DOSSIER : Céline et le Goncourt 1932

16 Février 2015, 15:54pm

Publié par Fabrice Mundzik

Ce Spécial Céline n°11 "L'insoumis des lettres", publié par Entreprendre (Robert Lafont Presse) fin 2013, ne pouvait qu'attirer l'oeil de l'archéobibliographe rosnyien.

Impossible de rater ce titre énorme en couverture : "Comment on lui a refusé le Goncourt en 1932" !

Ainsi donc, "on" aurait "refusé" le Prix Goncourt au bon docteur Louis Destouches... Voilà qui mérite quelques éclaircissements. Mais avant toute chose, le sommaire :

  • ÉTUDE
  • Céline au Bachot, par Eric Mazet
  • CORRESPONDANCE
  • Les Lettres à la N.R.F., 1931-1961 : le médecin épistolier et son éditeur, par Julie Delbouille
  • ÉTUDE
  • De Destouches à Céline - Montmartre 1929-1944, par Jean Maurice Bizière
  • RENCONTRE
  • Céline et le Goncourt : Chronologie des faits et des idées, par Eric Mazet
  • FICTION
  • Les mots qui tuent (aussi bien que les balles) Fallait-il fusiller Céline ?, par Jacques Milliez

La parution de ce dossier est l'occasion idéale pour aborder "L'affaire Céline / Goncourt 1932". Mais commençons par quelques extraits de "Céline et le Goncourt", par Eric Mazet :

Le 14 avril 1932, Louis Destouches, dépose chez Gallimard une dactylographie de Voyage au bout de la nuit, accompagnée d'une lettre : [...] "C'est du pain pour un siècle entier de littérature. C'est le Prix Goncourt dans un fauteuil..."

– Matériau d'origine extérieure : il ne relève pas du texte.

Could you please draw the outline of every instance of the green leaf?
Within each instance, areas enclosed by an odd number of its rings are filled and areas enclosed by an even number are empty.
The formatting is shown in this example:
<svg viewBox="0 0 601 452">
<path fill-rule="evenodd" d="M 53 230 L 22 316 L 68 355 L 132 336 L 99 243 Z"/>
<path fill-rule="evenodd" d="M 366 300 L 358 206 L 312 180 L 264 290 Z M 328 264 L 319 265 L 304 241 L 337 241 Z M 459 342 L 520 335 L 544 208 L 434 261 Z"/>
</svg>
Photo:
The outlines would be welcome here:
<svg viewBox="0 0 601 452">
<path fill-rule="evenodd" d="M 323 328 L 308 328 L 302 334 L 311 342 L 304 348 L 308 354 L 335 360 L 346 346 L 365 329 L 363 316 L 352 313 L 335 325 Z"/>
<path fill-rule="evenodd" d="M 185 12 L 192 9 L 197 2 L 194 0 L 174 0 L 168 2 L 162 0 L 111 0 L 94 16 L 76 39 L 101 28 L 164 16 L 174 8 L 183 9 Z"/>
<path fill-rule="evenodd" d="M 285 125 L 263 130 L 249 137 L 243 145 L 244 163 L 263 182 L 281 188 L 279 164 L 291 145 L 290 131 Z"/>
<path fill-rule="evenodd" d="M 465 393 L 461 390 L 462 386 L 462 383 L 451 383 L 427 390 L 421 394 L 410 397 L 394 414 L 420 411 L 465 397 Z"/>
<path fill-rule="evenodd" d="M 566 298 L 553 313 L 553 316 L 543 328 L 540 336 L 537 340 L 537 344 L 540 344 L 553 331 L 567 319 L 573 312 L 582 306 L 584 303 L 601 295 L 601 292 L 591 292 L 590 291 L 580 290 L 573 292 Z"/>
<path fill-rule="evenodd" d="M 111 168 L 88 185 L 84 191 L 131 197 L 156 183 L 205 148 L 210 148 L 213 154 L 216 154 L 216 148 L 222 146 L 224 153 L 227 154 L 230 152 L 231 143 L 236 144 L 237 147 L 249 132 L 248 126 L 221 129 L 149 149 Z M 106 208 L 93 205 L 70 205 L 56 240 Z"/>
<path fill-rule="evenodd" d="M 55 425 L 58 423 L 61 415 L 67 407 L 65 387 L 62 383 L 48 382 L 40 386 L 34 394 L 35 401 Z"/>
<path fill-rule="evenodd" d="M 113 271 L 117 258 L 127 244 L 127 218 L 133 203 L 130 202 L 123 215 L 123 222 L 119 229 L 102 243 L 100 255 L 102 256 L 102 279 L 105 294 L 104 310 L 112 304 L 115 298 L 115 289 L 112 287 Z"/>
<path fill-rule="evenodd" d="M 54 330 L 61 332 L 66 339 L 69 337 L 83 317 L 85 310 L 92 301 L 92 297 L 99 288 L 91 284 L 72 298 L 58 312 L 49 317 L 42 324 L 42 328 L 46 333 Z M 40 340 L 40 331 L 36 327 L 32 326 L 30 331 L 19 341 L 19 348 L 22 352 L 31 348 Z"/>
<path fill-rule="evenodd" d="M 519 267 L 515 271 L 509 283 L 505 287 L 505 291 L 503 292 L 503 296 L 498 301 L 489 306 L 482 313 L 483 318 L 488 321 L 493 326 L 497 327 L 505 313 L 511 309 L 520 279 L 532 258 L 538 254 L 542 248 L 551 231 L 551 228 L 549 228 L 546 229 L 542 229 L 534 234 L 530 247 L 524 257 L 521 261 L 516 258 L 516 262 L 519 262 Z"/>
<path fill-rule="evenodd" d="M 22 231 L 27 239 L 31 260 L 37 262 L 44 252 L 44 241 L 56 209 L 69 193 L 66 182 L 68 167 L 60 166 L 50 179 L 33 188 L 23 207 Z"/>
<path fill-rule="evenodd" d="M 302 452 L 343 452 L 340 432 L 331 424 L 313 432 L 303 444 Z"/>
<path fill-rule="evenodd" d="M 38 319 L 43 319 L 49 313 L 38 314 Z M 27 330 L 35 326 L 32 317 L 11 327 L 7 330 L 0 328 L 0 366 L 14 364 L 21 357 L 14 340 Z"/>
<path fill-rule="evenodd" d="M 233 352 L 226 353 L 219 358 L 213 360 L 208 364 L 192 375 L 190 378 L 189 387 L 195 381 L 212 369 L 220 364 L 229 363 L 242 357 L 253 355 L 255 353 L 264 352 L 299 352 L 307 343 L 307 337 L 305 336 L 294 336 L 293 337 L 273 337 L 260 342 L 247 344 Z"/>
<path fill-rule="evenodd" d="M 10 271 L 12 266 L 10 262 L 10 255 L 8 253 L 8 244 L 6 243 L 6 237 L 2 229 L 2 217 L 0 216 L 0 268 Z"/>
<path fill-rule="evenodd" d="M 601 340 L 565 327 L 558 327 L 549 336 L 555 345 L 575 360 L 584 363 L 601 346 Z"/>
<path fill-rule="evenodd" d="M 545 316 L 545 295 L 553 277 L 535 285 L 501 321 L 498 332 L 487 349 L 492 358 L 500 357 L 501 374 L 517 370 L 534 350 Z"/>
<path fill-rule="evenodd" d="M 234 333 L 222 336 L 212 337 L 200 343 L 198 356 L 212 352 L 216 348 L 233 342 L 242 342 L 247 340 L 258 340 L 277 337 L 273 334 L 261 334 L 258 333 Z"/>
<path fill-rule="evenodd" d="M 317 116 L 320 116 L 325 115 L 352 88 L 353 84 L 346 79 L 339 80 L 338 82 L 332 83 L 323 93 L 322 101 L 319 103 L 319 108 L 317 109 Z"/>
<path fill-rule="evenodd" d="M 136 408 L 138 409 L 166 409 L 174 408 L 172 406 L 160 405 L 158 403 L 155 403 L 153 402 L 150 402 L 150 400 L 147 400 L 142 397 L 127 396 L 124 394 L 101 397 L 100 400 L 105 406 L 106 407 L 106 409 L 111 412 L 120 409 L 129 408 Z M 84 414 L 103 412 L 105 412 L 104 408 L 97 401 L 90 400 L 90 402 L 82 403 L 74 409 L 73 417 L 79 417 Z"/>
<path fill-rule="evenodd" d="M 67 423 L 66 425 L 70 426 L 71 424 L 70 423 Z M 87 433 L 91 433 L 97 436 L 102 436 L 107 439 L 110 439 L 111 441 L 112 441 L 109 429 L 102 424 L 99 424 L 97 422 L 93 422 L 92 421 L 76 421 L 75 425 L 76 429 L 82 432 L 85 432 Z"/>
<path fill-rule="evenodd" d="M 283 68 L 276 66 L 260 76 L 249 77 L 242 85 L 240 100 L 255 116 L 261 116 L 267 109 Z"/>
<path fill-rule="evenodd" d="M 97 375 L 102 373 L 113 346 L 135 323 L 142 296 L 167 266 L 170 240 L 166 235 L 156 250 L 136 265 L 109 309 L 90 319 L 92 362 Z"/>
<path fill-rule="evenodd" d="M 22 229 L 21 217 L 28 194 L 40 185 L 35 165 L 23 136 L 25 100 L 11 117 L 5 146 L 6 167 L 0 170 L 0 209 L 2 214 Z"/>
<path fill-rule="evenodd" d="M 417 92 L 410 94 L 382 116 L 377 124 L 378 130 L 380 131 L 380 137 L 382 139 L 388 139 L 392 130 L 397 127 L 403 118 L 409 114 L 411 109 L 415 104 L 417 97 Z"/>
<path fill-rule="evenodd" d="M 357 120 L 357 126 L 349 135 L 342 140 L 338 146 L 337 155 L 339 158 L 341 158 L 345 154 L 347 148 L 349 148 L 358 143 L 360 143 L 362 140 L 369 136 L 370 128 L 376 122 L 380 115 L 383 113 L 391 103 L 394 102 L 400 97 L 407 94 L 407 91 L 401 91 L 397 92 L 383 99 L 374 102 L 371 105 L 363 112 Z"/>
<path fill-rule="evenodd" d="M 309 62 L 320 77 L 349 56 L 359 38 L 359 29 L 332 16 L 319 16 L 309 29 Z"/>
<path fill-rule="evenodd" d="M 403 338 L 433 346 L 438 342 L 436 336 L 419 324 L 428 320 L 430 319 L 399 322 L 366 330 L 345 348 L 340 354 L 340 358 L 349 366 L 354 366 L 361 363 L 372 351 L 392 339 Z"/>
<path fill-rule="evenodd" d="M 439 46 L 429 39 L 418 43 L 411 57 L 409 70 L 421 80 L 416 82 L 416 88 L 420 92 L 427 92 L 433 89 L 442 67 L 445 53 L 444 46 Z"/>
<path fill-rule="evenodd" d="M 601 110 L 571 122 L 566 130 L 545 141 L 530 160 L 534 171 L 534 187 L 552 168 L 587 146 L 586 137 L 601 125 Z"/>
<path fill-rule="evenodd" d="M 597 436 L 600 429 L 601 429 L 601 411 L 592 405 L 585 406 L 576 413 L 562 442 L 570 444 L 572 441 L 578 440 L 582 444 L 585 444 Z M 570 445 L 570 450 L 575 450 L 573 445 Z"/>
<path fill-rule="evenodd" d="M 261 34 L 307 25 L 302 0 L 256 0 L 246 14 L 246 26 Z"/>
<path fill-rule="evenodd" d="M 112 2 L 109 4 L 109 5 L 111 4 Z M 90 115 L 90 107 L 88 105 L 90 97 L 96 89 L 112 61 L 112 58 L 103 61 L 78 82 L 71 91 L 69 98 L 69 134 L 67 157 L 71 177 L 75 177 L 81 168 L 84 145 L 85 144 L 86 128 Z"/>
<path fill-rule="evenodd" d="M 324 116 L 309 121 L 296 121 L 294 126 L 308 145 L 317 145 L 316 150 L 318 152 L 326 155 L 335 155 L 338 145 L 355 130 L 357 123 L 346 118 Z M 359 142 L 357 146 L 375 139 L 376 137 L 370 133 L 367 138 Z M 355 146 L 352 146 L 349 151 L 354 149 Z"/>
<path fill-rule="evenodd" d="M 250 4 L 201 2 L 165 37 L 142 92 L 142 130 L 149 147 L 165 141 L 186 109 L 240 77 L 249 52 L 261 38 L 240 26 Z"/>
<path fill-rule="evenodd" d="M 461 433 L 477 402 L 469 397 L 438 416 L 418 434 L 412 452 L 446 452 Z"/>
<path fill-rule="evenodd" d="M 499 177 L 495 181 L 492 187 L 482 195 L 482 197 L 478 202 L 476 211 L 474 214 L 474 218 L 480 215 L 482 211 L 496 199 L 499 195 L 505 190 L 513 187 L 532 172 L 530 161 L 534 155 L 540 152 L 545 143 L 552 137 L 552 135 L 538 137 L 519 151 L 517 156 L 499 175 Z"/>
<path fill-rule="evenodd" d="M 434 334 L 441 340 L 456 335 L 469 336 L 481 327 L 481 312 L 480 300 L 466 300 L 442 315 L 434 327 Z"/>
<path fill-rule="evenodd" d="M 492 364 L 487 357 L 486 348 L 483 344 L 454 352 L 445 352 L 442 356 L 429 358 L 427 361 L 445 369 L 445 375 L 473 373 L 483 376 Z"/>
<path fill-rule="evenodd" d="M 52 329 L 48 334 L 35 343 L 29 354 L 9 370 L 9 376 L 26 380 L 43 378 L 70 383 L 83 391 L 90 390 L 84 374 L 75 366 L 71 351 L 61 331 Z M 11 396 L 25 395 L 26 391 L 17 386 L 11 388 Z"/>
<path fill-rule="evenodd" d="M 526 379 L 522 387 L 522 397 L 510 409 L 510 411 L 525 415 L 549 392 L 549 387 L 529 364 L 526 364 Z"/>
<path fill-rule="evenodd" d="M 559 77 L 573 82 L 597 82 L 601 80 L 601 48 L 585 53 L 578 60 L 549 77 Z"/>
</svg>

Sans réponse, il reprend son tapuscrit. Le 30 juin, "Destouches et Denoël signent le contrat d'édition de Voyage au bout de la nuit [...] Le 1er septembre, Denoël aurait donné à lire les épreuves de Voyage au journaliste Carlo Rim."

Lucien Descaves, brouillé depuis des années avec ses collègues, annonce son retour au déjeuner de l'Académie Goncourt.

Des exemplaires nominatifs de "Voyage au bout de la nuit" sont imprimés "sur vergé d'Arches, dont l'un pour Lucien Descaves"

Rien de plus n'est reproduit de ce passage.